Jadi, seperti yang dikatakan ayah saya, untuk setiap kapal dagang, setidaknya sepuluh kali lipat darah awak kapal harus ditumpahkan.
Aku mendorong tangan kanan sang archduke, yang berhenti saat dia hendak menghunus pedangnya, menyarungkan pedangnya dan berkata dengan berbisik.
“Sebenarnya keluarga Pangeran Chainz tidak punya pilihan sama sekali. Tidak ada cara lain selain menerima bantuanku apa adanya dan melawan Raja Inggris yang mengancam keberadaan keluarga Grand Duke. Jadi pilihlah. Apakah kamu akan diberikan senjata dan baju besi atau akankah kamu bertarung dengan tangan kosong?”
Archduke mendengarkanku dan mencondongkan tubuh ke arahnya dengan wajah memucat.
Dia sepertinya kehilangan kekuatannya, tapi dia berkata dengan ekspresi bahwa semuanya sudah berakhir.
“Saya akan menerima lamaran Anda.”
Mendengar kata-kata itu, aku mengatakannya dengan ekspresi seorang paman yang baik hati.

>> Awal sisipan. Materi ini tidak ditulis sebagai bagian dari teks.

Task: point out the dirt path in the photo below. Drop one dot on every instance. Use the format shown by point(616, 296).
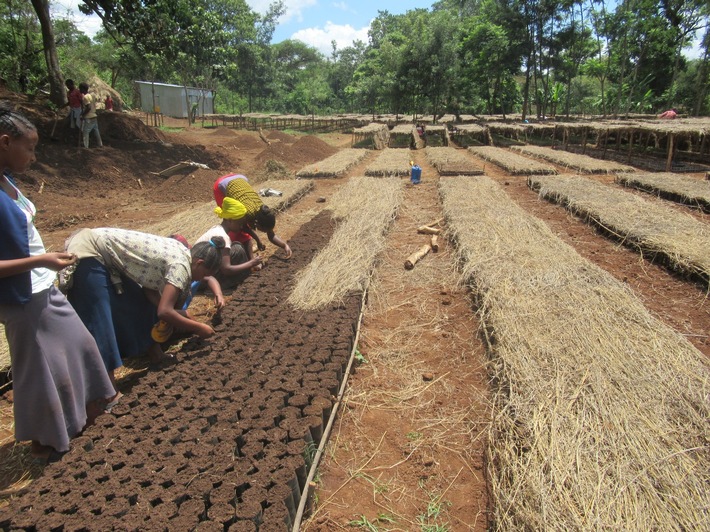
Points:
point(407, 449)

“Sangat bagus. Kemudian kami akan memuat senjata dan baju besi ke kapal bajak laut dan mengirimkannya ke perairan Chains sekitar tanggal 20 Oktober. Selain itu, sebagai bonus, kami akan memberikan banyak uang dukungan sebagai hadiah untuk menangkap bajak laut di kapal bajak laut. Oh, kalau kamu buka lantai kamar kapten kapal bajak laut itu, akan ada banyak koin emas, jadi gunakan itu juga. Saya akan melamar dengan cara yang sama ke keluarga bangsawan agung lainnya, jadi harap ketahui itu.”
Akan menjadi masalah secara internasional jika tindakan kebencian tersebut tertangkap sebelum dilakukan.

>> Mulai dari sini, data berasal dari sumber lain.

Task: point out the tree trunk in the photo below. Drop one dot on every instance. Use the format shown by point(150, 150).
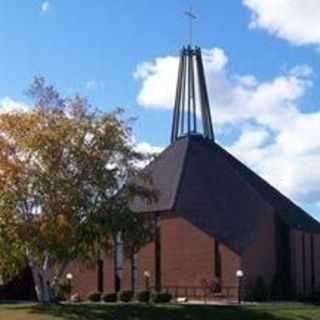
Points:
point(133, 271)
point(41, 284)
point(40, 278)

Tidak ada rasa takut tertangkap.
Karena untuk mengungkap konspirasi saya, ketiga adipati agung harus melapor secara setara kepada Raja Inggris dan meninggalkan ambisi mereka agar bisa bertahan hidup.

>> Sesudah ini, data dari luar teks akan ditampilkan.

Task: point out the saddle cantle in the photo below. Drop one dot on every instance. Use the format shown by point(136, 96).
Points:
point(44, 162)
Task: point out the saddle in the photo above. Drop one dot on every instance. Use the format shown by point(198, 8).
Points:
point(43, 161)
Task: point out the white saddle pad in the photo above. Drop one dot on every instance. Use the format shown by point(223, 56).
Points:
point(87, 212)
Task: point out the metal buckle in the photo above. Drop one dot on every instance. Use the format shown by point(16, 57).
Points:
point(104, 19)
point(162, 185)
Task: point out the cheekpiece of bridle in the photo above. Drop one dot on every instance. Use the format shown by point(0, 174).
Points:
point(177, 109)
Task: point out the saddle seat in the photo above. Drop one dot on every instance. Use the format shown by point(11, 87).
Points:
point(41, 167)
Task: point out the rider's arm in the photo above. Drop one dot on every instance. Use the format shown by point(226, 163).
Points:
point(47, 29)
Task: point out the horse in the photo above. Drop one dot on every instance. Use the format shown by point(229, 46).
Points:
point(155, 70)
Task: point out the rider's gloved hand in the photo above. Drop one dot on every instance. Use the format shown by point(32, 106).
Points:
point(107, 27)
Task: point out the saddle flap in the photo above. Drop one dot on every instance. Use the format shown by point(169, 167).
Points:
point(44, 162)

Ketiga archduke itu juga akan mendambakan mahkota kerajaan bersatu yang berkedip di depan mata mereka saat menerima senjata tersebut.
Kemudian dia secara alami akan beralih membunuh raja yang mengancam kelangsungan hidupnya.
Selain itu, meskipun ketiganya melaporkan, meskipun raja yang ambisius itu benar-benar mempercayai kata-katanya, kemungkinan untuk memilih ‘opsi yang menyelamatkan ketiganya’ sangatlah kecil.